Last night Netflix open sourced their entire continuous delivery platform. Free. There is the code. Use it how and where you want. If we were to look back 15 years ago they would have spun it out into its own company and sold it as a product in its own right. But now, what companies are doing is sending the code out there. It's one part company prestige and another part a competition to get the best development talent. Not all financial decisions are just around yearly licence fees.

Sunday 15 November 2015

Linux in the Public Sector..

I'm a bit behind here so pardon the catch-up post! I missed the last couple of classes due to aforementioned baby stuff. I was reading the kongregate case with interest. First, the gaming world thought that on-line games would go this way at the given time. But they have not really. Mobile came from nowhere and killed services like this pretty quickly. Oh, and the fact flash is buggy rubbish with more security holes than one of Tony Soprano's waste treatment facilities did not help one bit either. Yes they still exist I'm sure, but they are small beer.

Second, I asked to do Financial Management as one of my optional modules this summer.
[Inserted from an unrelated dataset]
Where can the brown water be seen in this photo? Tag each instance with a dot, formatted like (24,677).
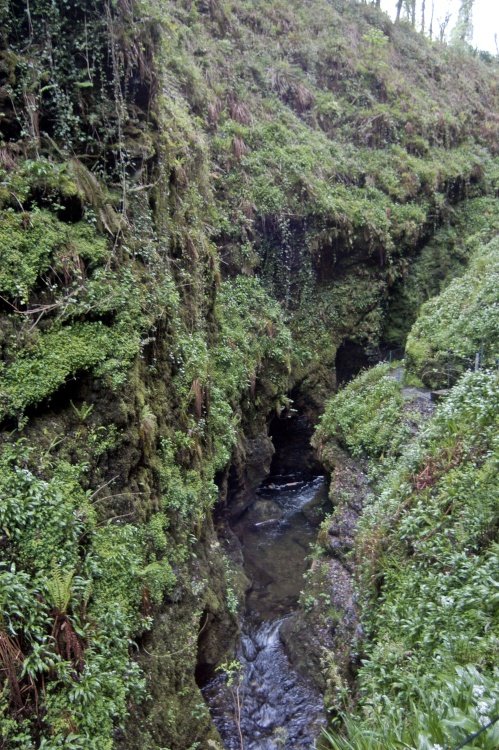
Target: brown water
(275,706)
So I had a wonderful time locked in a class room on a series of wonderful sunny days! All the while having to take time off from work, it was great! I was learning about WAAC, Payback periods, bond yeilds and what not. As an aside, this is a subject which I *really* think should be mandatory for any masters course in a top business school like ours. If we are being groomed to be the next generation of business leaders, we need to be able to read and understand a set of accounts. I want to understand why my former boss loved capital expenditure and hated operational expenditure. Prior to doing that Financial Management class I had no idea. So we need to come out of courses like this with more than the ability to make a project plan and/or a set of slides!
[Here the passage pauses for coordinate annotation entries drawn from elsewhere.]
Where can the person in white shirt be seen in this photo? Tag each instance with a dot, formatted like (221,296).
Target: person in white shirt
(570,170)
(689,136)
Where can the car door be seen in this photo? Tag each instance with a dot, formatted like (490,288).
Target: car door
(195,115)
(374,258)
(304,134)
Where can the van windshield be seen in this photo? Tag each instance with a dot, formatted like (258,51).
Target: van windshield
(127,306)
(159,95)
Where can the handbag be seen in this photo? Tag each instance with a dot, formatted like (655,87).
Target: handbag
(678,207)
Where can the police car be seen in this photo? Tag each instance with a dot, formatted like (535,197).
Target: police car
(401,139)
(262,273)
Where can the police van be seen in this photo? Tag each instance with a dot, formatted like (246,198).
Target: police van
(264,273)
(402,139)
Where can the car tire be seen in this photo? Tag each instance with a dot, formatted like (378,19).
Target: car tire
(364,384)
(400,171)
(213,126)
The Linux paper is fascinating. I remember maybe 15 years ago [around the time this paper was written] and a tiny number of Linux-based companies had decent venture funding. A common question being asked is if "serious" companies take the risk of using Open Source software. If the software was free, how could it match up with something coming from Microsoft or Oracle. What happened is that Linux is not any kind factor in the desktop market [for home or for business]. But it a gigantic player in the world of "*.* as a service". I would think if we looked at data centers around the world, I would think a huge percentage run some kind of flavor of Open Stack. Which is built on Linux, totally open source, and as good an engine and set of tools for running your own cloud based system as exists. If you think big data, I think you are frankly insane to look beyond Hadoop and the related Apache Foundation Projects which work with it.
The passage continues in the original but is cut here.